Sector wise, specialty retail occupies the top position with less than one-third share, followed by double-digit allocation to hypermarkets, drug stores, departmental stores, and health care services. RTH added about 0.8% over the past 10 days and has a Zacks ETF Rank of 3 or ‘Hold’ rating with a Medium risk outlook.
PowerShares Retail Fund ((PMR - ETF report))
This retail fund provides diversified exposure across various market caps with 39% in large caps, 34% in small caps and the rest in mid caps. This is easily done by tracking the Dynamic Retail Intellidex Index.
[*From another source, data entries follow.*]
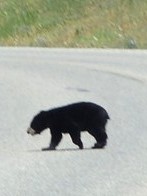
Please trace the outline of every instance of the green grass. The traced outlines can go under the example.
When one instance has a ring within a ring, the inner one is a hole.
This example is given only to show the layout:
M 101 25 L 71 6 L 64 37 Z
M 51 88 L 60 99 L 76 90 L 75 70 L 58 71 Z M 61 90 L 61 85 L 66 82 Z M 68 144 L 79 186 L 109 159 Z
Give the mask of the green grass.
M 146 0 L 0 0 L 0 45 L 147 48 Z

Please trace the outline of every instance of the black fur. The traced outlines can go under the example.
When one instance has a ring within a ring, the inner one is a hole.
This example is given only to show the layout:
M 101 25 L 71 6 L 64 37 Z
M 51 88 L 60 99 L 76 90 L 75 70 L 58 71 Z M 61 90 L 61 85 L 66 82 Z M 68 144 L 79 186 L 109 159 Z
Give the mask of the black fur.
M 69 133 L 73 143 L 83 149 L 81 131 L 88 131 L 96 139 L 93 148 L 103 148 L 107 143 L 105 126 L 108 119 L 107 111 L 101 106 L 80 102 L 40 112 L 33 118 L 31 128 L 35 134 L 50 128 L 50 146 L 43 150 L 55 150 L 62 139 L 62 133 Z

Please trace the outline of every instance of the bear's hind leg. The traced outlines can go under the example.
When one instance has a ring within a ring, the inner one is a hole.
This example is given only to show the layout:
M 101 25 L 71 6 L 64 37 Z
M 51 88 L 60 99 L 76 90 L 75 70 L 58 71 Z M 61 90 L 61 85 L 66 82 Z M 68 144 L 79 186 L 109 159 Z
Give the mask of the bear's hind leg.
M 58 144 L 60 143 L 62 139 L 62 133 L 52 133 L 51 135 L 51 142 L 50 142 L 50 146 L 47 148 L 43 148 L 42 150 L 56 150 L 56 147 L 58 146 Z
M 107 144 L 107 133 L 104 129 L 96 129 L 92 131 L 88 131 L 97 141 L 92 148 L 104 148 Z
M 76 130 L 72 130 L 69 132 L 69 134 L 71 136 L 73 143 L 79 146 L 80 149 L 83 149 L 83 143 L 81 141 L 80 132 Z

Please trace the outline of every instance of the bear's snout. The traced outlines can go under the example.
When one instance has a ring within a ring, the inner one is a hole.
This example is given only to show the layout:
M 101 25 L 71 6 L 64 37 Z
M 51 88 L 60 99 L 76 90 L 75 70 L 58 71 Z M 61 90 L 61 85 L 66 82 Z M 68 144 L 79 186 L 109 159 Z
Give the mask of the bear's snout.
M 32 129 L 31 127 L 29 127 L 29 128 L 27 129 L 27 133 L 30 134 L 30 135 L 35 135 L 35 130 Z

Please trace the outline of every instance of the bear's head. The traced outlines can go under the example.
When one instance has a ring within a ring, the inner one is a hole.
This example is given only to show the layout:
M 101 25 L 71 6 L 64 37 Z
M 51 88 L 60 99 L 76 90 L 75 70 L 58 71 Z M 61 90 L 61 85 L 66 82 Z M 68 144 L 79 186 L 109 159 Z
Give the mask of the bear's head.
M 39 114 L 37 114 L 31 124 L 30 127 L 27 129 L 27 133 L 31 135 L 40 134 L 44 129 L 47 128 L 47 122 L 45 118 L 45 112 L 41 111 Z

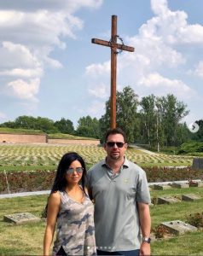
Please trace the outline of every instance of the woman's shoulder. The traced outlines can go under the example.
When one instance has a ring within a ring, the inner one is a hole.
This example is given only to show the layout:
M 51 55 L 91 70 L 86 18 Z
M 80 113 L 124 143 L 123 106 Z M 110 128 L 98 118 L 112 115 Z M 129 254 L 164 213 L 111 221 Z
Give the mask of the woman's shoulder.
M 57 190 L 57 191 L 51 192 L 49 200 L 57 201 L 60 200 L 60 198 L 61 198 L 61 192 Z

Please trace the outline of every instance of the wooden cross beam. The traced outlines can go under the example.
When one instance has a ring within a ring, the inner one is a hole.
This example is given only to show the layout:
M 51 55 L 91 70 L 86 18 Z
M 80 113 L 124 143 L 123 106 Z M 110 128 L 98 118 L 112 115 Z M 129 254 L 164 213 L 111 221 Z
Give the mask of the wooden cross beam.
M 117 69 L 117 49 L 133 52 L 134 48 L 126 46 L 124 44 L 117 44 L 117 16 L 112 15 L 112 37 L 111 40 L 105 41 L 97 38 L 92 38 L 91 43 L 107 46 L 111 48 L 111 128 L 116 127 L 116 69 Z

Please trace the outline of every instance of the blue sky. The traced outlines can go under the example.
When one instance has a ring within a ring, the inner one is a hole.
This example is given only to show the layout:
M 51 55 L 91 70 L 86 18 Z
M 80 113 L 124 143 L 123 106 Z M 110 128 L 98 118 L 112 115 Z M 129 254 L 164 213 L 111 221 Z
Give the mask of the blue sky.
M 111 16 L 134 53 L 118 55 L 117 89 L 174 94 L 202 117 L 202 0 L 0 0 L 0 123 L 20 115 L 100 118 L 110 95 Z

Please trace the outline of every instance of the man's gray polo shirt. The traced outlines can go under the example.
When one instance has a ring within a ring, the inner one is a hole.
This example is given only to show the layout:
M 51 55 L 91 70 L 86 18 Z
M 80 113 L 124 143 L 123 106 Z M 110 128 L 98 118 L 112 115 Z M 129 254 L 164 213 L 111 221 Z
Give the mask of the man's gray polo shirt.
M 139 249 L 136 202 L 150 203 L 145 172 L 125 158 L 120 171 L 113 174 L 102 160 L 88 172 L 88 186 L 96 202 L 97 248 L 108 252 Z

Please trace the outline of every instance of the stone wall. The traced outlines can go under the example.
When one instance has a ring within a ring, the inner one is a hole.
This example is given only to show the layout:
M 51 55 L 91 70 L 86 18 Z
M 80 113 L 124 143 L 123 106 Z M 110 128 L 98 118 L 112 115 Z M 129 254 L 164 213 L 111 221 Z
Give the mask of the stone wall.
M 0 143 L 46 143 L 45 134 L 0 133 Z
M 99 140 L 68 140 L 68 139 L 48 139 L 50 144 L 79 144 L 79 145 L 98 145 Z

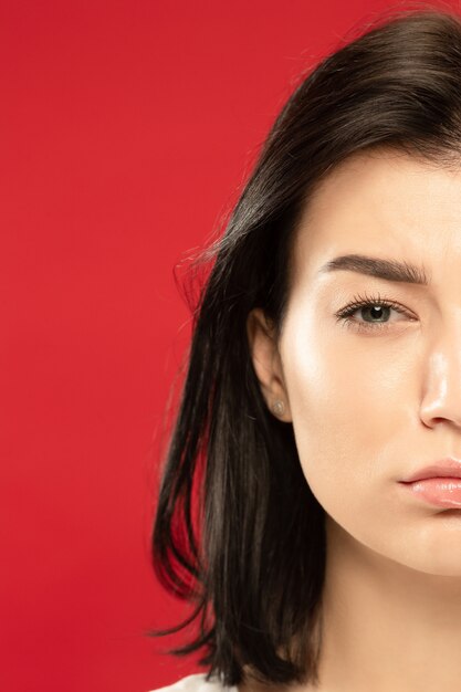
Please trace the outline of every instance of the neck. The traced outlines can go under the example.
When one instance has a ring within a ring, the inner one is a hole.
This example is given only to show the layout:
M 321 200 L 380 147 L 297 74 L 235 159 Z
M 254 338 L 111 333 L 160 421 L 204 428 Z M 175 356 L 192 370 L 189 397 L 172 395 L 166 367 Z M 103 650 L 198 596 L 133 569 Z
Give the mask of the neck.
M 383 557 L 328 516 L 326 535 L 318 692 L 459 689 L 461 577 Z

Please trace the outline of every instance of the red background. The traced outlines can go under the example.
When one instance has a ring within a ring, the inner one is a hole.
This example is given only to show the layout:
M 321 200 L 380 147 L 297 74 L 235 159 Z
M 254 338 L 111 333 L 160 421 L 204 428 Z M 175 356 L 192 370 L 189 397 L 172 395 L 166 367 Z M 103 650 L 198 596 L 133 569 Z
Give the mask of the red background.
M 459 3 L 454 2 L 453 7 Z M 294 77 L 389 2 L 0 2 L 0 689 L 147 692 L 199 672 L 149 627 L 172 269 Z

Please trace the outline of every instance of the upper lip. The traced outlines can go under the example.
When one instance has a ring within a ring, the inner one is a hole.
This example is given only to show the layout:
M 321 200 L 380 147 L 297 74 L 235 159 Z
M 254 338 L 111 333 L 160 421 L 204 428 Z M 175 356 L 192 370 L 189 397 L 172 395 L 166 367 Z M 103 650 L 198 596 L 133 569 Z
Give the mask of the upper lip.
M 461 479 L 461 459 L 440 459 L 440 461 L 436 461 L 434 463 L 418 469 L 411 475 L 402 479 L 401 483 L 413 483 L 415 481 L 422 481 L 423 479 L 434 479 L 434 478 L 452 478 L 452 479 Z

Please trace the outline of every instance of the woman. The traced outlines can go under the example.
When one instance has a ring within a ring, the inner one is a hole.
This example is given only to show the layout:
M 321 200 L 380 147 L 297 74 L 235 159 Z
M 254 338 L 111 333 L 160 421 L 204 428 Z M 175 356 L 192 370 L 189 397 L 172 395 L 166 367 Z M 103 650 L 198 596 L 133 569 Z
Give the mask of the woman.
M 461 689 L 460 164 L 448 11 L 376 24 L 276 119 L 161 480 L 154 566 L 207 667 L 168 690 Z

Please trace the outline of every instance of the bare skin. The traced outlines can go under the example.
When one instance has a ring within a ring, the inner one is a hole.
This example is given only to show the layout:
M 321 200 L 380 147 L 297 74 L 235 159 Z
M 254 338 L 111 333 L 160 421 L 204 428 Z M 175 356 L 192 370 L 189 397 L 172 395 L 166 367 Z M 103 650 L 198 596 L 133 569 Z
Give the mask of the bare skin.
M 429 283 L 318 273 L 349 253 L 416 264 Z M 286 690 L 453 692 L 461 508 L 421 501 L 399 481 L 461 460 L 461 166 L 350 157 L 306 208 L 291 271 L 280 339 L 261 311 L 248 323 L 263 396 L 283 400 L 280 417 L 326 512 L 321 682 Z M 373 311 L 339 318 L 357 296 Z M 400 310 L 379 318 L 386 300 Z M 239 690 L 268 688 L 249 678 Z

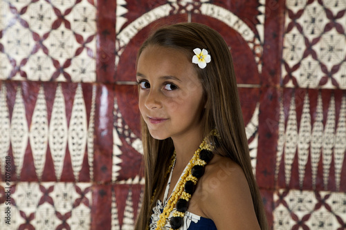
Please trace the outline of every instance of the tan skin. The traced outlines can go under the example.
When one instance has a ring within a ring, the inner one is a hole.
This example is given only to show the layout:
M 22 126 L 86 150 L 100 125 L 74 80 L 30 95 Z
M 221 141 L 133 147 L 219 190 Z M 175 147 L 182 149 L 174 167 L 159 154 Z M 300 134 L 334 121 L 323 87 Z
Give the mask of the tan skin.
M 171 137 L 176 152 L 169 194 L 202 140 L 203 88 L 192 65 L 180 50 L 157 46 L 145 48 L 137 65 L 142 116 L 150 134 Z M 243 171 L 219 155 L 206 166 L 188 211 L 212 219 L 219 230 L 260 229 Z

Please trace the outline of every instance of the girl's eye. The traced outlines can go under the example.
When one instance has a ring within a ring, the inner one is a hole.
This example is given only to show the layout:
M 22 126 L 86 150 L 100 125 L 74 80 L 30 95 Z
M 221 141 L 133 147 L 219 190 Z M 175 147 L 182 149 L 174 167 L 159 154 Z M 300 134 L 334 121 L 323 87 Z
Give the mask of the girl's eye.
M 146 89 L 150 88 L 150 84 L 146 81 L 140 81 L 138 82 L 138 85 L 141 89 Z
M 178 86 L 174 85 L 174 84 L 172 83 L 166 83 L 165 84 L 165 87 L 163 88 L 164 89 L 167 90 L 174 90 L 178 88 Z

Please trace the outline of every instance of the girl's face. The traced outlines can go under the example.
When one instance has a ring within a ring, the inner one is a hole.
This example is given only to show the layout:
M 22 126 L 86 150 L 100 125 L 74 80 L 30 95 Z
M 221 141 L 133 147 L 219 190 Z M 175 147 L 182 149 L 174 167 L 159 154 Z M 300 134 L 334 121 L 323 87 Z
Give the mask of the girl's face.
M 203 87 L 192 60 L 179 50 L 149 46 L 139 57 L 136 77 L 139 109 L 154 138 L 201 136 Z

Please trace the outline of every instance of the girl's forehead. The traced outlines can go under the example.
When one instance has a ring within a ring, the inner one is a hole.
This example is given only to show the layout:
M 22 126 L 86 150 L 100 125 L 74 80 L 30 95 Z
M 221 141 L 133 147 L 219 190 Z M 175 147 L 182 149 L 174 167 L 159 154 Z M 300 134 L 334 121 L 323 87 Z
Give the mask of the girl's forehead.
M 148 46 L 140 54 L 137 64 L 138 72 L 194 72 L 192 60 L 178 49 L 162 46 Z

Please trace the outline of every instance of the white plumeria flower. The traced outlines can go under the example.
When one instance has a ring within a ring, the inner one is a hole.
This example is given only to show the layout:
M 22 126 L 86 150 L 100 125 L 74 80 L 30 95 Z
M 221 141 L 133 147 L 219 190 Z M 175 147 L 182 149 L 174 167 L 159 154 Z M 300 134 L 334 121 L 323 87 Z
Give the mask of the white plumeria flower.
M 194 50 L 194 52 L 196 55 L 192 57 L 192 63 L 198 64 L 198 66 L 201 68 L 204 68 L 207 66 L 207 63 L 210 62 L 211 57 L 210 55 L 208 54 L 208 51 L 206 49 L 201 50 L 199 48 L 197 48 Z

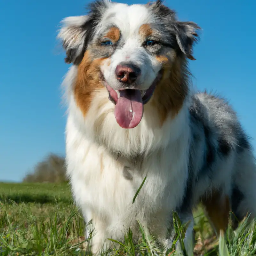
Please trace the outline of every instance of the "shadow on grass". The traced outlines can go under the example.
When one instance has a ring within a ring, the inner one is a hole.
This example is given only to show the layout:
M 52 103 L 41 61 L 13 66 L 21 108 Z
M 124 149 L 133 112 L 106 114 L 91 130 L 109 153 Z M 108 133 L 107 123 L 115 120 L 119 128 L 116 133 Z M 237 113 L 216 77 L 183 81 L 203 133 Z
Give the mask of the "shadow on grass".
M 22 195 L 0 195 L 0 201 L 8 203 L 11 201 L 15 203 L 20 203 L 23 202 L 35 203 L 39 204 L 52 203 L 62 203 L 67 204 L 71 204 L 72 200 L 70 198 L 66 197 L 55 197 L 52 196 L 47 195 L 33 195 L 29 194 L 22 194 Z

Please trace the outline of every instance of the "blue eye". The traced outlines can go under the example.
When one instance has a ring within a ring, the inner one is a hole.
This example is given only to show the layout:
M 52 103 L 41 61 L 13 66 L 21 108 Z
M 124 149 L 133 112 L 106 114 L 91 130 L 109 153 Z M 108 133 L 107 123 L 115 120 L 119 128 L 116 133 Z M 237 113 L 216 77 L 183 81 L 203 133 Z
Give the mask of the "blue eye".
M 101 42 L 101 44 L 102 45 L 111 45 L 113 44 L 109 41 L 105 41 L 104 42 Z
M 156 44 L 156 42 L 153 40 L 148 40 L 146 42 L 146 45 L 147 46 L 152 46 Z

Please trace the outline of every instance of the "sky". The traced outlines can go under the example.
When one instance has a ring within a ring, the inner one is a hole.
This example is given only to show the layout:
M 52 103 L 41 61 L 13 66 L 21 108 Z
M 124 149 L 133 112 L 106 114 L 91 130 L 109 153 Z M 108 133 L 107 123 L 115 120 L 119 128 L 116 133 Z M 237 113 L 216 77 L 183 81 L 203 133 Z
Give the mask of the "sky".
M 121 2 L 148 2 L 139 1 Z M 202 28 L 190 61 L 194 86 L 229 100 L 256 148 L 256 1 L 165 3 Z M 0 180 L 21 181 L 50 152 L 65 155 L 60 85 L 69 66 L 56 36 L 60 20 L 85 14 L 87 3 L 0 1 Z

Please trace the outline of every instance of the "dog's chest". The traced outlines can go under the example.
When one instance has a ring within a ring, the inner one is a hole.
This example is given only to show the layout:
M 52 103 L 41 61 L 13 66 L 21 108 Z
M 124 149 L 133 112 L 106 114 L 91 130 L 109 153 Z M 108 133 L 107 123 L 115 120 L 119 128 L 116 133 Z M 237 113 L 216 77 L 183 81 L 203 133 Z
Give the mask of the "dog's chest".
M 135 200 L 138 211 L 168 211 L 182 199 L 187 178 L 184 162 L 177 162 L 168 150 L 133 161 L 110 155 L 87 141 L 74 142 L 67 145 L 68 172 L 80 206 L 108 217 L 123 215 L 146 175 Z

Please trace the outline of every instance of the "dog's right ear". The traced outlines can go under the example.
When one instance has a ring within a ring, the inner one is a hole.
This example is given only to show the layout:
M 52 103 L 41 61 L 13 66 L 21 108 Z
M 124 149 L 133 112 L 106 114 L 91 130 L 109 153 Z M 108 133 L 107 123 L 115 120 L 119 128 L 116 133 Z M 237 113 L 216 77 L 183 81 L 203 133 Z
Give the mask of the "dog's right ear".
M 65 61 L 77 64 L 81 61 L 91 36 L 91 15 L 68 17 L 61 21 L 58 37 L 66 51 Z

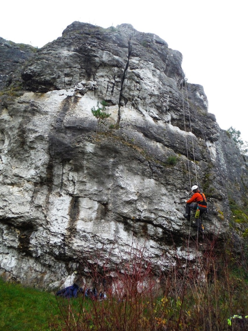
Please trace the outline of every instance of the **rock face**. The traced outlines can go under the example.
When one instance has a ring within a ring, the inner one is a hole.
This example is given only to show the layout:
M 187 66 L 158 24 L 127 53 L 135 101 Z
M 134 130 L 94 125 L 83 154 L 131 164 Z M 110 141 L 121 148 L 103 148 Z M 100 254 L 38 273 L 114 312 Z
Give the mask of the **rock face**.
M 207 235 L 227 235 L 227 195 L 245 203 L 247 165 L 202 86 L 187 84 L 188 104 L 182 60 L 130 24 L 75 22 L 19 67 L 21 95 L 1 97 L 2 276 L 53 288 L 98 247 L 114 263 L 133 234 L 163 269 L 176 264 L 175 244 L 193 261 L 183 214 L 196 182 Z M 91 110 L 103 100 L 111 117 L 96 134 Z
M 30 45 L 16 44 L 0 37 L 0 91 L 11 84 L 16 71 L 37 50 Z

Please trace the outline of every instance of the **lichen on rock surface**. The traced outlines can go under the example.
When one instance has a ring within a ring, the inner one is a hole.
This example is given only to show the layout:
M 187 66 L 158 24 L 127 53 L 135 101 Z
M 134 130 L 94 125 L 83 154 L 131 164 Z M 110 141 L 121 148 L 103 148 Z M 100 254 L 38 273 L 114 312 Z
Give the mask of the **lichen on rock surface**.
M 22 95 L 2 96 L 0 116 L 6 278 L 52 288 L 99 245 L 108 256 L 134 234 L 157 263 L 162 252 L 173 260 L 175 245 L 193 260 L 184 238 L 195 232 L 183 214 L 195 170 L 208 201 L 206 233 L 227 235 L 227 195 L 245 203 L 247 164 L 208 113 L 202 86 L 187 84 L 188 104 L 182 59 L 130 24 L 75 22 L 15 72 Z M 103 100 L 111 116 L 97 134 L 91 110 Z

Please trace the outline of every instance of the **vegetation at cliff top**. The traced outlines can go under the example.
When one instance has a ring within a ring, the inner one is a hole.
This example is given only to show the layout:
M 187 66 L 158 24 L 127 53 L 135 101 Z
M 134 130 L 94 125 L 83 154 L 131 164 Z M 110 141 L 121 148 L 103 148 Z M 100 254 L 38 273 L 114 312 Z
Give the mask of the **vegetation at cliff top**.
M 240 138 L 241 132 L 239 130 L 236 130 L 232 126 L 227 129 L 227 132 L 230 134 L 232 140 L 236 144 L 240 153 L 243 155 L 247 155 L 248 153 L 248 143 L 244 141 Z

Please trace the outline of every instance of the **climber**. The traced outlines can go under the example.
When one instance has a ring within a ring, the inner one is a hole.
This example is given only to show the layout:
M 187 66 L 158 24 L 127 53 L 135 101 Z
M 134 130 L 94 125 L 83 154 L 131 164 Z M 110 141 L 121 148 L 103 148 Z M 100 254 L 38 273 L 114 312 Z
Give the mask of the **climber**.
M 187 219 L 190 219 L 191 210 L 196 210 L 198 207 L 200 210 L 200 216 L 199 218 L 195 219 L 195 225 L 202 231 L 201 223 L 199 222 L 199 220 L 202 214 L 207 211 L 207 200 L 204 193 L 201 193 L 197 185 L 192 186 L 191 191 L 193 194 L 191 198 L 186 201 L 186 213 L 184 214 L 184 216 Z M 194 204 L 194 202 L 196 203 Z

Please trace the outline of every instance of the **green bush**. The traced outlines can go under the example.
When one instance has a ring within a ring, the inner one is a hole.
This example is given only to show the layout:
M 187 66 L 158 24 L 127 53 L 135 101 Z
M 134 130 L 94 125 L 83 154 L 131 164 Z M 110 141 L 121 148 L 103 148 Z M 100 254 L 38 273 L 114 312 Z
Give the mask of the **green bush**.
M 101 103 L 101 104 L 102 106 L 101 107 L 99 106 L 99 103 L 98 102 L 97 104 L 97 108 L 96 109 L 95 107 L 93 107 L 91 108 L 91 112 L 97 119 L 97 133 L 98 131 L 98 125 L 100 123 L 105 125 L 104 123 L 105 120 L 111 116 L 110 114 L 107 114 L 105 111 L 106 107 L 107 106 L 107 103 L 103 100 Z
M 175 166 L 177 163 L 177 158 L 176 156 L 170 155 L 167 158 L 167 163 L 171 166 Z

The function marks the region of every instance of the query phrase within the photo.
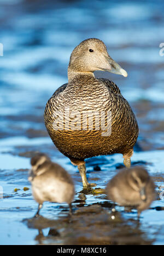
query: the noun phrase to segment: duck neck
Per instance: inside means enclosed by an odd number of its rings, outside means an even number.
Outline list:
[[[76,76],[87,76],[89,77],[95,77],[95,75],[93,72],[89,71],[79,71],[77,70],[74,70],[72,69],[71,69],[69,66],[68,68],[68,83],[71,82],[73,79],[74,79]]]

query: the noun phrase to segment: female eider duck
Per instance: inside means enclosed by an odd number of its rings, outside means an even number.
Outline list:
[[[68,82],[55,92],[44,112],[51,138],[78,166],[84,188],[96,185],[87,182],[85,158],[121,153],[130,168],[138,135],[134,114],[119,88],[108,79],[96,79],[96,70],[127,76],[101,40],[89,38],[72,52]]]
[[[74,186],[69,174],[60,165],[52,163],[45,154],[39,153],[31,159],[32,169],[28,180],[32,185],[33,197],[39,203],[39,213],[45,201],[67,203],[72,213],[71,202],[74,196]]]

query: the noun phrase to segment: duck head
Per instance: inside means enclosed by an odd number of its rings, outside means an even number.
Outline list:
[[[148,172],[143,168],[138,167],[129,170],[128,183],[134,190],[138,192],[140,199],[143,201],[147,200],[145,189],[149,179]]]
[[[86,39],[77,46],[71,55],[68,79],[73,73],[93,73],[96,70],[127,76],[127,72],[109,56],[105,44],[101,40]]]

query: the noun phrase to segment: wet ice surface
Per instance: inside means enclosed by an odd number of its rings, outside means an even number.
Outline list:
[[[4,49],[0,57],[0,243],[163,244],[164,212],[156,208],[164,207],[160,197],[164,186],[164,57],[159,54],[163,3],[95,1],[92,6],[85,1],[58,1],[55,6],[46,2],[39,6],[37,2],[0,1],[0,42]],[[95,73],[114,81],[132,106],[140,129],[132,165],[144,166],[156,185],[156,200],[142,213],[139,224],[135,210],[126,212],[103,194],[80,193],[77,168],[56,149],[44,126],[45,104],[67,82],[72,51],[92,37],[106,43],[109,54],[128,74],[125,79]],[[49,202],[42,216],[32,219],[38,205],[27,177],[30,157],[37,152],[48,154],[74,180],[71,221],[66,204]],[[122,157],[100,156],[86,162],[89,180],[104,188],[122,167]],[[100,171],[95,170],[97,165]]]

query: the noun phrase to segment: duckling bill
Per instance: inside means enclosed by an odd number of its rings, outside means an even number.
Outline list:
[[[58,150],[78,166],[84,188],[96,185],[89,184],[87,180],[85,159],[120,153],[124,164],[130,168],[138,135],[135,115],[119,87],[108,79],[96,79],[96,70],[127,75],[109,56],[101,40],[89,38],[73,51],[68,69],[68,82],[55,92],[44,112],[50,137]],[[66,109],[69,109],[68,112]],[[71,116],[72,112],[75,114]],[[79,123],[76,119],[79,113],[81,116],[86,115],[82,123],[81,118]],[[107,136],[103,135],[104,130],[101,125],[97,128],[102,113],[106,129],[110,131]],[[108,123],[108,113],[110,115]],[[93,116],[91,129],[89,120]]]
[[[67,203],[71,212],[74,186],[69,174],[60,165],[51,162],[44,154],[39,153],[31,160],[32,169],[28,180],[31,182],[34,199],[39,203],[39,213],[45,201]]]
[[[139,217],[155,199],[155,187],[148,171],[138,166],[121,171],[109,181],[106,191],[109,199],[136,207]]]

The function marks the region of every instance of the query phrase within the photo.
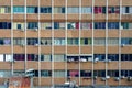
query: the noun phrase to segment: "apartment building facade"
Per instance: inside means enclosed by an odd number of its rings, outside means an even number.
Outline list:
[[[34,69],[38,88],[132,86],[132,0],[0,0],[0,84]]]

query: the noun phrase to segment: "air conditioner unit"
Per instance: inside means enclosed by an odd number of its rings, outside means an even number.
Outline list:
[[[114,78],[114,80],[116,80],[116,81],[119,81],[119,80],[120,80],[120,78],[119,78],[119,77],[116,77],[116,78]]]
[[[132,77],[128,77],[128,81],[132,81]]]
The fund has accumulated $24.9 million in its asset base while trades in light volume of under 12,000 share a day. The ETF charges 63 bps in fees per year (read: ETFs to Watch on Rotten Whole Foods Earnings).
In total, the product holds 30 securities with moderate concentration of 45.8% across the top 10 holdings. In terms of industrial exposure, food retail takes the top spot at 21.53%, followed by automotive retail (15.89%) and drug retail (13.65%). PMR gained about 2% in the past 10 trading sessions and has a Zacks Rank of 3 with a Medium risk outlook.